Un presidente di regione gay dichiarato è come una rondine e non fa primavera, neppure a Levante. E Bari ancora si scandalizza per gli omosessuali, nonostante un bellissimo Gay Pride che ha sfilato per le vie del centro non troppi anni fa.

Fino al 28 febbraio si può visitare presso il Castello Svevo del capoluogo pugliese la mostra "Corte d'Amore". Il tema è universale e onnicomprensivo, questo almeno credevano gli organizzatori dell'evento, che hanno esposto anche un'opera a tematica gay, una foto che ritrae due ragazzi che si baciano.
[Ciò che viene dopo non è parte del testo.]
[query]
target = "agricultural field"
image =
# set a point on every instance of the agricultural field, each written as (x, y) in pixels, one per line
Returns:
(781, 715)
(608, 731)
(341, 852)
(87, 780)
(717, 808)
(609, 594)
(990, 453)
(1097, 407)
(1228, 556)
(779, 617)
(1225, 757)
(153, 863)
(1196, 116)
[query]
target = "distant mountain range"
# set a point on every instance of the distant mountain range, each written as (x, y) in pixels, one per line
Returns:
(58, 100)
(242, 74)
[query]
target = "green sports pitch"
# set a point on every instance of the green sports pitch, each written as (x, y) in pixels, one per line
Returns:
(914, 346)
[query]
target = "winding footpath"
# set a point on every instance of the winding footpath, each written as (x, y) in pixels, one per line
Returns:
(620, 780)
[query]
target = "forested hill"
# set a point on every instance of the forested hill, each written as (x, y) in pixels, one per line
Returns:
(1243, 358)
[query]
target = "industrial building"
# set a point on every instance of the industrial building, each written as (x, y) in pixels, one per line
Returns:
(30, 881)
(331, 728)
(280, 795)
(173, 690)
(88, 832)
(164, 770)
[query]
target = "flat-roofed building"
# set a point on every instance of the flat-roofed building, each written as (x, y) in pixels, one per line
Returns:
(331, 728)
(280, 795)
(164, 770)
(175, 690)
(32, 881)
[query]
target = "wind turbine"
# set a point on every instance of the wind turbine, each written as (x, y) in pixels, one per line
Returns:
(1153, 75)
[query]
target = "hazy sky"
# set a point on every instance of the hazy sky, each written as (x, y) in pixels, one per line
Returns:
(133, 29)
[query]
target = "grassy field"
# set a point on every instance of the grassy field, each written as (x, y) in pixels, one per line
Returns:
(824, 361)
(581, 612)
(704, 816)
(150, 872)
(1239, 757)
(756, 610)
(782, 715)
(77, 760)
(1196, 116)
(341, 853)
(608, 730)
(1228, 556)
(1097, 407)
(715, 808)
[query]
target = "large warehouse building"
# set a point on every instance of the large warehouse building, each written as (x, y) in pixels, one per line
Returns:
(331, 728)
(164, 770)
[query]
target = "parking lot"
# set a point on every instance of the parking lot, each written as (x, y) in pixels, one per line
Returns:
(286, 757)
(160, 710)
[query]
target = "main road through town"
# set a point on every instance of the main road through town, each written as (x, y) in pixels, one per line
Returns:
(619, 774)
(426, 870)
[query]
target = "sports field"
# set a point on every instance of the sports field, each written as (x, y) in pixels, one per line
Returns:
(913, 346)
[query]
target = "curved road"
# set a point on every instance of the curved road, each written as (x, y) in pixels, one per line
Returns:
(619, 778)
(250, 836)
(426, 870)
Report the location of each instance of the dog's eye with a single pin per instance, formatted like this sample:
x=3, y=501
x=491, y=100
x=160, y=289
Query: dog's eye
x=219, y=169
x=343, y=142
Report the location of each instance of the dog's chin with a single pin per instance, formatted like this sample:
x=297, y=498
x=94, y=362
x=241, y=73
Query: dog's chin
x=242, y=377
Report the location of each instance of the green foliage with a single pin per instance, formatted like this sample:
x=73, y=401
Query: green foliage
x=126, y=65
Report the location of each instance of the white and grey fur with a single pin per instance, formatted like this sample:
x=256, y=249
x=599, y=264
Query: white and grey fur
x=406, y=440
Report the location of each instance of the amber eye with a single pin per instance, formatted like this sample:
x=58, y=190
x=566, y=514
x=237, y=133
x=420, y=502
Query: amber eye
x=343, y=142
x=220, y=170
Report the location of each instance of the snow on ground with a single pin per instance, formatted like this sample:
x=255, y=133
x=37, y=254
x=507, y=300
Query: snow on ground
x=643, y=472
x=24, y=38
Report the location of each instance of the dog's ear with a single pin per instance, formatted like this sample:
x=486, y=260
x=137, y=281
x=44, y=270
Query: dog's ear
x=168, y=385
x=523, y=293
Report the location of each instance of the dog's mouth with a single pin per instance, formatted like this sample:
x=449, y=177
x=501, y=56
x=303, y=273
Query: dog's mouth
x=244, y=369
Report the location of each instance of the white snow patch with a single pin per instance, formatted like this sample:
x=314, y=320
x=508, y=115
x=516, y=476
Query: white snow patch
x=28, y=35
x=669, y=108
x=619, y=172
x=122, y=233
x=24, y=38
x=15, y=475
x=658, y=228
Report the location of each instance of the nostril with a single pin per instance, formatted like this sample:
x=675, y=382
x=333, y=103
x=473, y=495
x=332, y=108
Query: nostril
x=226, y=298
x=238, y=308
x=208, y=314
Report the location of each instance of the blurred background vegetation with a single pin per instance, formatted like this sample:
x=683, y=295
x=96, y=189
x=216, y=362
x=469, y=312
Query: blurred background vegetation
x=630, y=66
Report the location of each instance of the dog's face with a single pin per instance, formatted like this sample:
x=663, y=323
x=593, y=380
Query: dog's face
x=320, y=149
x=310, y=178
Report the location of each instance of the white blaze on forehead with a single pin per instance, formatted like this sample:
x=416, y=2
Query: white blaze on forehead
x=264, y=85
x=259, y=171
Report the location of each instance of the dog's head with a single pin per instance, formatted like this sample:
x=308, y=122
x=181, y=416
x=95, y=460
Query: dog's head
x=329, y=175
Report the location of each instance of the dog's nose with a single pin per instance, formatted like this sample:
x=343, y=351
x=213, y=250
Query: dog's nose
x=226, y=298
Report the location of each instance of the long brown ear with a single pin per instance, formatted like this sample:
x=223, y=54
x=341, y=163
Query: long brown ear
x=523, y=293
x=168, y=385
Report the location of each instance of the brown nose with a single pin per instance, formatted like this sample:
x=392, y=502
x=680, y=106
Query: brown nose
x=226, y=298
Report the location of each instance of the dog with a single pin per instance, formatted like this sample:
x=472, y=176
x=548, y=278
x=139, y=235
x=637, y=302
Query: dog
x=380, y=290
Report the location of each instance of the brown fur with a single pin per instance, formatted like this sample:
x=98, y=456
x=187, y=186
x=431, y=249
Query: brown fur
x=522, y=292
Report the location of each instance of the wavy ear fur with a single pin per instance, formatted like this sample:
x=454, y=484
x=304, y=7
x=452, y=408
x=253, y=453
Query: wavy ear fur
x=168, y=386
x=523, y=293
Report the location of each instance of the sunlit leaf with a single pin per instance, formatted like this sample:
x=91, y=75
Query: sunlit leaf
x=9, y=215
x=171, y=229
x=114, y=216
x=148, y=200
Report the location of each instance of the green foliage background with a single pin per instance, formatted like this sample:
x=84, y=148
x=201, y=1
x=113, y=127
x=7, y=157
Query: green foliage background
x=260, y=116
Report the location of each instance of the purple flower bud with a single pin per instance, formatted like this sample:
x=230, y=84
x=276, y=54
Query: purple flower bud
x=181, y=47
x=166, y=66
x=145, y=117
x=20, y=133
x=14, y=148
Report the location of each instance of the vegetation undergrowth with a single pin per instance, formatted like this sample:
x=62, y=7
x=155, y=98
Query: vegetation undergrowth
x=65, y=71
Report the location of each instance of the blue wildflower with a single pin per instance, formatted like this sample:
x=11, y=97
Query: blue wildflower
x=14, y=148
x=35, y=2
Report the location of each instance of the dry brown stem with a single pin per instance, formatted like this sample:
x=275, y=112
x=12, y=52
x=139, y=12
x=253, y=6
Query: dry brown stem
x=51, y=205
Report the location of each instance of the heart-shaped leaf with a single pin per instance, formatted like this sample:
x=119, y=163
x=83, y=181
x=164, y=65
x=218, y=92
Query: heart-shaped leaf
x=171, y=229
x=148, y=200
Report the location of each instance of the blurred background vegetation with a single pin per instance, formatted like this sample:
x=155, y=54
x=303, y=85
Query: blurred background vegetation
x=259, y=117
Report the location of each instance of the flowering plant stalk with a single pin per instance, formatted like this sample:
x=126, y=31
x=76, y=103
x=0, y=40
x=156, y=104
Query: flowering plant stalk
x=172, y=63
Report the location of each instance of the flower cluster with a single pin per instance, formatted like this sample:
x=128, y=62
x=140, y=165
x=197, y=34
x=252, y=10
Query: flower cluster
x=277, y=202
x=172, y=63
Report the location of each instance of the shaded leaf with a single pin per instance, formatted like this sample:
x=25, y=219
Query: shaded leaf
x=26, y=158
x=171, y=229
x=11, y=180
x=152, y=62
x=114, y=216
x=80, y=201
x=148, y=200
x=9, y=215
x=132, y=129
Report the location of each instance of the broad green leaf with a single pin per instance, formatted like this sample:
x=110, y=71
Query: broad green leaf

L'opera, del fotografo barese Giuseppe Di Giglio, come le altre è inserita anche nel catalogo della mostra.

I baci non dovrebbero avere bandiere, ma il bacio gay fa ancora scandalo, ahinoi. Si può vedere infatti la foto di Di Giglio solo sul catalogo: poche ore prima del vernissage infatti il Sovrintendente alle Belle Arti ha ordinato la rimozione dell'immagine. Enrico Fusco, presidente dell'Arcigay di Bari, protesta e invita il Sovrintendente a rivedere la sua decisione. Fusco ha dichiarato:

Si tratta di un'esclusione omofoba. La foto rappresenta un gesto d'amore pulito, questa è una censura inaccettabile.